IplanRIO, Rio de Janeiro's municipal IT agency, released Rio 3.5 Open 397B on June 13, claiming it was publicly funded, independently developed AI that outperformed DeepSeek v4 Pro and Alibaba's Qwen 3.7 Plus. Mayor Eduardo Cavaliere amplified the announcement the following day: "Today, the world is talking about an open AI model trained in Rio." Shanghai-based Nex-AGI proved it was a direct weight merge: approximately 60% Nex N2 Pro and 40% Qwen 3.5. Collinearity measured 0.993 across all 60 model layers, consistent with deliberate blending rather than original development. Stripped of its system prompt, the model called itself "Nex" 79.2% of the time and zero percent "Rio." Essentially: (IplanRIO, Nex-AGI) are at the center of a public attribution dispute over what counts as sovereign AI development. - IplanRIO updated the model card, blaming "an incorrect upload in the previous version, where the base merged version was uploaded instead of the final distilled model." - Both base models carry open licenses, making the merge legal, but Nex-AGI's position is clear: "In the open-source world, attribution matters." - This follows Cursor's Composer 2 being found built on Moonshot's Kimi K2.5 without disclosure earlier in 2026, marking a recurring pattern of undisclosed model origins. Public institutions framing commercial open-source merges as publicly funded sovereign AI raises urgent questions about how governments account for AI investment.

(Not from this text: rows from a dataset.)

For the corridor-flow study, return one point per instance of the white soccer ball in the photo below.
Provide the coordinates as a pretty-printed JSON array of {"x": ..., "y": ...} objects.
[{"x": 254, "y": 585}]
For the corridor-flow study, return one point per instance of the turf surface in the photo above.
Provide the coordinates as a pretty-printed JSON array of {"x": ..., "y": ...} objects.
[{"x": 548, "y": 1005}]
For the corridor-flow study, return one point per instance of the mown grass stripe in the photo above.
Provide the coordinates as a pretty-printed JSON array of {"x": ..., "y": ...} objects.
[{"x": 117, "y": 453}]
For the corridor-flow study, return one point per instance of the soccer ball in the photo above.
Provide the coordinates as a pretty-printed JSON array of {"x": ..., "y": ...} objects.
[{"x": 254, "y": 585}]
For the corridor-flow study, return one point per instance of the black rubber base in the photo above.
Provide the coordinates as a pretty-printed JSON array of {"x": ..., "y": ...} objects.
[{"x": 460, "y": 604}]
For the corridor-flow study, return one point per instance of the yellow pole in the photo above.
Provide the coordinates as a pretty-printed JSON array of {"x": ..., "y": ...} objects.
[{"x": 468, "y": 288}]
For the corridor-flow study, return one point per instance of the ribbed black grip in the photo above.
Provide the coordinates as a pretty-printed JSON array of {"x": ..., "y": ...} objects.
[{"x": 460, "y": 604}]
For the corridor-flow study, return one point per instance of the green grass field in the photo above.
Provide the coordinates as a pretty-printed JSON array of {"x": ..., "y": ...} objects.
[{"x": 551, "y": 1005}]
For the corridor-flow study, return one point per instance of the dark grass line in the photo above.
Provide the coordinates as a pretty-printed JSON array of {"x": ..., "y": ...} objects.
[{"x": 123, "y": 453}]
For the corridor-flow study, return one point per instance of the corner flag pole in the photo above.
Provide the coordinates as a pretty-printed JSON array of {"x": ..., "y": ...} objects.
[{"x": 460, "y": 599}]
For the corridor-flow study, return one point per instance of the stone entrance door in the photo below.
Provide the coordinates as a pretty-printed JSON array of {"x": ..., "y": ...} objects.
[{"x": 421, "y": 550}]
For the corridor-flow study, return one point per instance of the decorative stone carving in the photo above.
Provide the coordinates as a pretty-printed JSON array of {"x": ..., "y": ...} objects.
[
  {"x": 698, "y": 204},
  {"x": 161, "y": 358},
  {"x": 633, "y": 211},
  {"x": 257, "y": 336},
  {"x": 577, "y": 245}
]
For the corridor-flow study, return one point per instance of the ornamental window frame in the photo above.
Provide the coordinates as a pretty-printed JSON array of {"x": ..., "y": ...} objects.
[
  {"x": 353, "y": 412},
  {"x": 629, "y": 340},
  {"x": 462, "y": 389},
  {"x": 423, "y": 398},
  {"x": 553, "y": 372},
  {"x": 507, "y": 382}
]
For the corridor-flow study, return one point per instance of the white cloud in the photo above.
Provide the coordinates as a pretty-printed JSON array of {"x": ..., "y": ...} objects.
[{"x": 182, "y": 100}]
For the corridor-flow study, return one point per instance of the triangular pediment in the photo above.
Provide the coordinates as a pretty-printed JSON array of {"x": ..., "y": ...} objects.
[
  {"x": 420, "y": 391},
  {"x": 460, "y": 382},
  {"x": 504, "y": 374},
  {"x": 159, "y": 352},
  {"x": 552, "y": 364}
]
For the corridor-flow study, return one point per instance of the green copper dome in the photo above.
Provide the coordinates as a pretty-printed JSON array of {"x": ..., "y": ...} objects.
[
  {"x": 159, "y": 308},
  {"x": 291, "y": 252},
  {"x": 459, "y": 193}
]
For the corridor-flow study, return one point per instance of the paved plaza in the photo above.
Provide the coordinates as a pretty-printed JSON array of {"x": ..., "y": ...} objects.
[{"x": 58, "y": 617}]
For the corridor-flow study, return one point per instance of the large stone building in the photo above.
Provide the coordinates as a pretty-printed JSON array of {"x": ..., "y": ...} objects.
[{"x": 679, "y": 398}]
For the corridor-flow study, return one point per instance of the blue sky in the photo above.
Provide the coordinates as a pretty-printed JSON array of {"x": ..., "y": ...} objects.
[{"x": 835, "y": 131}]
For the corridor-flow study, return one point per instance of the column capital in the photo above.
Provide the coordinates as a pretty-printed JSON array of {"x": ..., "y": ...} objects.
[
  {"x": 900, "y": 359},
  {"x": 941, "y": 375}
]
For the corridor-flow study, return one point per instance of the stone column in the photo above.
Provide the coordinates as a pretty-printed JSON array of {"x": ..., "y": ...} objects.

Potential risks and opportunities

Risks

  • IplanRIO's R$500,000 public investment claim faces scrutiny: if the final distilled model does not exist or differs minimally from the merge, it represents a potential misuse of public funds.
  • Other municipal and national governments that have made similar sovereign AI announcements could face retroactive collinearity audits using Nex-AGI's published methodology.
  • Open-source developers may add stricter attribution-enforcement clauses to future model licenses if institutional misrepresentation by public-sector actors continues, fragmenting the permissive licensing ecosystem.

Opportunities

  • Nex-AGI gains significant reputational capital as the lab whose Nex N2 Pro powered a globally covered sovereign AI release, with their 'We are flattered' public response turning the incident into organic brand awareness.
  • AI provenance and model audit services can position collinearity-based weight analysis as a standard compliance tool for governments and institutions deploying open-source models.
  • The Cursor/Kimi K2.5 and IplanRIO/Nex-AGI incidents in 2026 create an opening for open-source consortiums to push for standardized model origin disclosure requirements on major hosting platforms, including Hugging Face.

What we don't know yet

  • Whether IplanRIO's intended 'final distilled model' actually exists and differs materially from the raw 60/40 Nex-Qwen merge.
  • What municipal or national oversight approved the 'publicly funded sovereign AI' framing for a R$500,000 model release.
  • Whether Nex-AGI or Alibaba will pursue any formal action beyond public disclosure, given both base models carry open licenses.